V. TEMYİZ İNCELEMESİ
1. Uyuşmazlık ve Hukuki Nitelendirme
Dava, davalılardan ... ve bu şirketin ortakları yönünden haksız rekabete dayalı olarak tazminat talebi, diğer davalılar yönünden yöneticinin sorumluluğu hükümleri uyarına meydana gelen zararın tespiti ve şirkete ödenmesi istemine ilişkindir.
2. İlgili Hukuk
6100 sayılı Hukuk Muhakemeleri Kanunu’nun (6100 sayılı Kanun) 369 uncu maddesinin birinci fıkrası ile 370 ve 371 inci maddeleri.
3. Değerlendirme
İlk Derece Mahkemesince verilen karara yönelik olarak yapılan istinaf başvurusu üzerine 6100 sayılı Kanun'un 355 vd. maddeleri kapsamında yöntemince yapılan inceleme sonucunda Bölge Adliye Mahkemesince esastan verilen nihai kararda, dosya kapsamına göre saptanan somut uyuşmazlık bakımından uygulanması gereken hukuk kurallarına aykırı bir yön olmadığı gibi aynı Kanun'un 369 uncu maddesinin birinci fıkrası ve 371 inci maddelerinin uygulanmasını gerektirici nedenlerin de bulunmamasına göre usul ve yasaya uygun Bölge Adliye Mahkemesi kararının onanmasına karar vermek gerekmiştir.

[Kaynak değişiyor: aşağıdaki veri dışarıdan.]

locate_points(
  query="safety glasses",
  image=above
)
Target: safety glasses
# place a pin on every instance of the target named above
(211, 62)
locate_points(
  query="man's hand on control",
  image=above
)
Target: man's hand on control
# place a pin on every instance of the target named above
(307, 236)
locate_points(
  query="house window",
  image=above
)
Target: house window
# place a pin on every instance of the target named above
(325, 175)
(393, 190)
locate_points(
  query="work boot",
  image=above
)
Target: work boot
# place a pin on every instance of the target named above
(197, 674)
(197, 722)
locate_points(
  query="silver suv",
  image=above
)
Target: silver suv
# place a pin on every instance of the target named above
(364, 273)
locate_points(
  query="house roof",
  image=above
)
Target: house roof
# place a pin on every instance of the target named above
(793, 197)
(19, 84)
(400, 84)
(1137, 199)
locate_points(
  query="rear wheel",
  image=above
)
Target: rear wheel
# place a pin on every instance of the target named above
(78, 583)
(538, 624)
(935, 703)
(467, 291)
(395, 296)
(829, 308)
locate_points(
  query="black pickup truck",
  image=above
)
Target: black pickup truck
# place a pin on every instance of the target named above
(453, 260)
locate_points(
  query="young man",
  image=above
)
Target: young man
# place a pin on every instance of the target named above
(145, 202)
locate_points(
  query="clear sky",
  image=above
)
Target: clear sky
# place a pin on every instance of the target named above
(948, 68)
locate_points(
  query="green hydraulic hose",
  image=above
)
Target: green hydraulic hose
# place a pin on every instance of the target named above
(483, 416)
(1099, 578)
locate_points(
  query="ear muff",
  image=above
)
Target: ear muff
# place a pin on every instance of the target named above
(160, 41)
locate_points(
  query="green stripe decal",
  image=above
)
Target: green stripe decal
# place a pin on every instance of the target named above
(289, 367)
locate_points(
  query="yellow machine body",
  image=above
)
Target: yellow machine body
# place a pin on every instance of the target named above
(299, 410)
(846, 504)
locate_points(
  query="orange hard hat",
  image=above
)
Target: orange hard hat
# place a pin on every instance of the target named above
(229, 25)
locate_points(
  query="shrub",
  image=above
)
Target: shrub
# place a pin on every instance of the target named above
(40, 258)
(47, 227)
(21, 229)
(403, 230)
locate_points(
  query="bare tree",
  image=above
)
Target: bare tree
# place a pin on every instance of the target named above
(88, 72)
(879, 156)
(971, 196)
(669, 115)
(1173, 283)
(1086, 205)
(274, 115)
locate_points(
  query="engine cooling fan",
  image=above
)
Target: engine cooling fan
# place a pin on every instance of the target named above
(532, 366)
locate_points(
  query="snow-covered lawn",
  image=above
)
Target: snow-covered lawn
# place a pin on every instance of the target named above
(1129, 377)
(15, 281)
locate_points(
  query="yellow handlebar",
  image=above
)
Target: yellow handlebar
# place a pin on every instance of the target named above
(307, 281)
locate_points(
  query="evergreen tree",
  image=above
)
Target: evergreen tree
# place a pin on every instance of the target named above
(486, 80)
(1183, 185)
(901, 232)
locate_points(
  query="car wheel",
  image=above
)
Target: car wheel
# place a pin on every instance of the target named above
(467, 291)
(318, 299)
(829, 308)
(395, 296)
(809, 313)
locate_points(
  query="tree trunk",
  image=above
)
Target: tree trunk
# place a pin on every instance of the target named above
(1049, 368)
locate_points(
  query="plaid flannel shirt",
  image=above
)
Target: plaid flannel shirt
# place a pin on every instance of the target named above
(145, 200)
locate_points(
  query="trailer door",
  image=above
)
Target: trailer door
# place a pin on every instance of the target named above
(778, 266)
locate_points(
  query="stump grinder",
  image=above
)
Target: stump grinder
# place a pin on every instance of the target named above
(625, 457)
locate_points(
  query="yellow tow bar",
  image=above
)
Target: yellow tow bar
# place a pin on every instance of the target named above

VI.SONUÇ: Yukarıda açıklanan nedenlerle, davacıların temyiz itirazlarının reddi ile Bölge Adliye Mahkemesince verilen kararın 6100 sayılı Kanun'un 370 inci maddesinin birinci fıkrası uyarınca ONANMASINA, aynı Kanun'un 372 nci maddesi uyarınca işlem yapılmak üzere dava dosyasının İlk Derece Mahkemesine, kararın bir örneğinin Bölge Adliye Mahkemesine gönderilmesine, aşağıda yazılı temyiz giderinin temyiz edenlere yükletilmesine, 04.11.2024 tarihinde kesin olarak oybirliğiyle karar verildi.